Still, looking back, the Rangers were at the checkout counter many times and their card kept getting declined. In the bottom of the ninth inning, they were up 7-5 and Neftali Feliz was facing David Freese. Two on, two out, and the chapter just about closed. Freese fought off tough pitches, worked the count, and kept seeing pitches. Feliz threw him an outside pitch with some slice to it, and Freese deposited over the head off Nelson Cruz and off the right field wall.
It's important to remember that with a more competent right fielder, the game is over. Cruz goes back on that liner and grabs it. But he was more of a designated hitter type trying to fool National League parks. He was simply outed on that Freese hit. That's like asking Matt Holliday, all the respect in the world included, to make that play.
Freese slides into third and claps the hand, having chased home Pujols and Lance Berkman. In that moment, Freese must have felt invincible. Like go to a gas station and nail the Powerball in one try kind of ruthless. A man tormented by depression and anxiety was clear in that moment. Freese was suddenly a hometown hero. But it wasn't over yet.
Josh Hamilton launched a two-run home run off Jason Motte, giving the Rangers another lead. But they swiped that World Series card and it was declined again, this time by a group of Redbird hackers. They ambushed Darren Oliver and Scott Feldman, with Jon Jay scoring on a Berkman bloop single. Tied up again, the Cardinals wouldn't die.
You know the rest. Freese goes up 3-0 in the count, takes something and then launches something else to center field. The ball lands on the lawn and in one moment, Freese goes from hero to legend. His arm raised in the air just a hair above the top height leap distance of Gerald Laird at home plate, his legacy was cemented with one swing.
And to think earlier in the game, Freese had dropped a foul ball popup. Talk about a few hours changing how history will think of you.
Cardinals win and do so again the next night.
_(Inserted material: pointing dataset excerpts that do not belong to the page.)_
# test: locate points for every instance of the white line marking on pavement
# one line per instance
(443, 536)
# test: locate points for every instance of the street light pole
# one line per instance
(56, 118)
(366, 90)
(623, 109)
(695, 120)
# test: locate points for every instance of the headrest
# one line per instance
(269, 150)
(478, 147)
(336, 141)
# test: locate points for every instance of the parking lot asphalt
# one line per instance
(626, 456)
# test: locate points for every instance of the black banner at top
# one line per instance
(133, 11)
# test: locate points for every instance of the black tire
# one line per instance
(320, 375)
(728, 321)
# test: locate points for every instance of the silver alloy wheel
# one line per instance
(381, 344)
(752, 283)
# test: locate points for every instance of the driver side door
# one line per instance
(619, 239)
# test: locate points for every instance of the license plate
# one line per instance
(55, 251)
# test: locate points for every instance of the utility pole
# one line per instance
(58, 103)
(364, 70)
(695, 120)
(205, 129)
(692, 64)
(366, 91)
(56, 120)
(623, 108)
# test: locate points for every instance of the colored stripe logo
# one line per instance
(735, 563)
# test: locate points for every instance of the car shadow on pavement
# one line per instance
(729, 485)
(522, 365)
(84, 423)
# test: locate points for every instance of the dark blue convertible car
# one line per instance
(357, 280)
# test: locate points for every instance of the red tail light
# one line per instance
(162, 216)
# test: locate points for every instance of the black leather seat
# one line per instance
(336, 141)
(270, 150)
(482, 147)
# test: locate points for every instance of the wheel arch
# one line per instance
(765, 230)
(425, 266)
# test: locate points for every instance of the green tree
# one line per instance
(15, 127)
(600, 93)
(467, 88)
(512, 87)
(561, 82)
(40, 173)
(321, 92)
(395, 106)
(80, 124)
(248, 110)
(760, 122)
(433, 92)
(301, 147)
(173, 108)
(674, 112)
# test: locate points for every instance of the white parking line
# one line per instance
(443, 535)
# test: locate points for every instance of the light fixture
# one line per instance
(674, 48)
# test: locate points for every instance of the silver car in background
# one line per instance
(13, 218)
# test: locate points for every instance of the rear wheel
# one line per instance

Chris Carpenter on short rest, more Freese production, and Allen Craig clutchness at work.
It's easy to slip back into that night's uniform for me. When Game 6 took place, I was in the middle of the hardest four-month period of my life. My son had just gotten home from the hospital after battling a deadly heart condition. He would go back into the hospital in a matter of weeks. After he beat that second battle, my grandmother suddenly passed away after a freak accident on Christmas Eve. Game 6 is the diamond in the rough for me, but a diamond is a diamond all the same.
As I watched the rebroadcast on MLB's Facebook page Thursday afternoon, I asked my son to come watch the Freese home run with me. He obliged. We watched it and something just hit me. Baseball shapes lives. It grows in strength when multiple generations, most notably younger generations, can latch onto the sport via a single moment. Watching it with my son, I went right back to that memory time capsule and felt it all again.
Thursday should have been day one of the 2020 season. Instead, it was a return to paradise for Cardinals fans. A week from now, Cardinal Nation may demand games and become restless.
For a few hours yesterday, they felt just fine. Historical greatness can do that.
Legends never die; neither do great baseball memories.